O Esso, patrocinado pela Exxon Mobil, que já não usa essa marca no mundo inteiro, exceto aqui no Brasil e exclusivamente no tradicional prêmio, ainda é o maior e mais prestigioso galardão do jornalismo do país, que eu já tive a oportunidade de receber, além de colaborar com outros ganhadores nas equipes que liderei. Uma fina elite da imprensa que teve a sorte de ter seu trabalho reconhecido dessa forma, como estímulo para continuar o seu trabalho.
Para mim, esta edição teve um prazer especial: conheci pessoalmente Paulo Sotero, correspondente do Estadão, uma respeitável e carimbada figura da imprensa brasileira. Quando comecei minha carreira no jornalismo, ele já era uma estrela. No jornal onde trabalhei pela primeira vez, a Gazeta Mercantil dos idos de 1.986, que tratava seus principais jornalistas como verdadeiros astros, Sotero era um semideus. Estagiário da seção de nacional, eu tinha como uma das minhas tarefas "pentear", entre outros, os textos de Sotero. Explica-se. Naquele tempo, os textos de sucursais e do correspondente vinham por telex, uma máquina que reproduzia o texto sem acentuação nenhuma - til, ponto final, cedilha. Aquilo tinha de ser colocado à mão. Eu não mexia nos textos de Sotero - nem pensar. Porém, tudo o que ele escrevia passava pela minha mão.
Mais tarde, tornei-me repórter de Nacional e comecei a escrever meus próprios textos. De lá para cá, foram quase 30 anos de jornalismo, em veículos como Veja, Exame, Estadão e, mais recentemente, o livro. Considerando o ponto em que comecei, é uma honra dividir a mesa dos jurados do Esso com Sotero, uma pessoa afável, um bom contador de histórias e um repórter incansável, que nas conversas ao redor do cafezinho fazia questão de dizer o assunto de sua coluna no jornal do dia seguinte. Para um jornalista, o assunto em que se empenha é sempre a coisa mais importante do mundo. Sotero viu a imprensa mudar, mas se conservou essencialmente jornalista, como deveria permanecer o jornalista em geral, independentemente da mídia onde atua, se digital ou em papel, ou do veículo.
Eu mudei nesses 30 anos, como a imprensa mudou, mas uma análise do material coletado para o prêmio mostra que, apesar da proliferação de conteúdo exclusivamente digital, o melhor jornalismo ainda é feito pelos veículos mais tradicionais da imprensa, que vêm da era do papel. São eles que mais investem em reportagem, em séries mais longas ou que demandam um esforço maior de investigação. Veículos como Zero Hora, O Globo e Estadão produziram excelente material, bem como outros veículos que, mesmo sem terem sido premiados, foram capazes de mostrar este ano que a imprensa, embora em busca de novos mecanismos financeiros, ainda é a maior fonte de informação confiável, profunda e independente da era contemporânea.

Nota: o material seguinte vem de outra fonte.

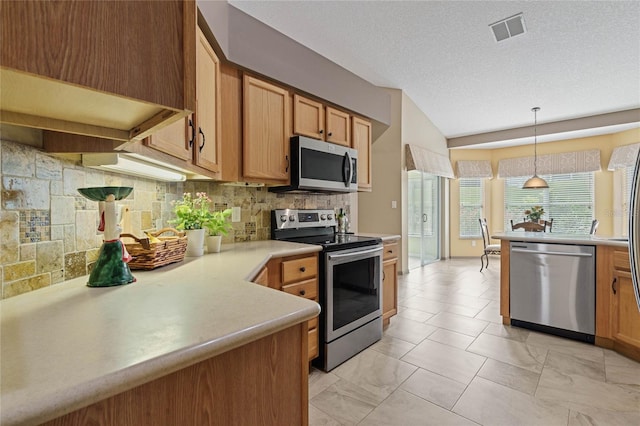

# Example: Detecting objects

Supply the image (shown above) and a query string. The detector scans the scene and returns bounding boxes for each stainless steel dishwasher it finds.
[509,241,596,343]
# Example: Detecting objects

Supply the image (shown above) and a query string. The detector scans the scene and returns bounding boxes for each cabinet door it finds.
[145,119,191,160]
[293,95,325,139]
[382,259,398,321]
[192,28,221,173]
[611,270,640,349]
[242,75,289,182]
[325,107,351,146]
[352,117,371,192]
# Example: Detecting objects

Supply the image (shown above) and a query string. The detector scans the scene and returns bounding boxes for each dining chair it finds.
[478,218,500,272]
[511,220,546,232]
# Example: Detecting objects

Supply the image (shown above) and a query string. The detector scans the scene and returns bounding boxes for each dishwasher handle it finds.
[511,248,593,257]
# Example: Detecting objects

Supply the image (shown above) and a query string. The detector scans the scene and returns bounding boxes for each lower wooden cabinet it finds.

A internet deu grande liberdade de acesso à informação, mas produziu também muita margem para a deturpação, a difamação e o opinionismo. Tornou-se um vasto campo para difusão de versões e o conflito de interesses. Creio que isso só serve para acentuar a importância de veículos que buscam o bom jornalismo, na forma da reportagem - a informação exclusiva, de primeira mão, apurada e checada, com a máxima isenção possível, a serviço do leitor. Quanto mais se espalha a nuvem de dissimulações produzida pela rede virtual, mais e mais o público leitor percebe que a imprensa não deixou de ter o seu valor e que, não importa se em papel ou no meio virtual, é um bem imprenscidível, pelo qual se pode e se deve pagar.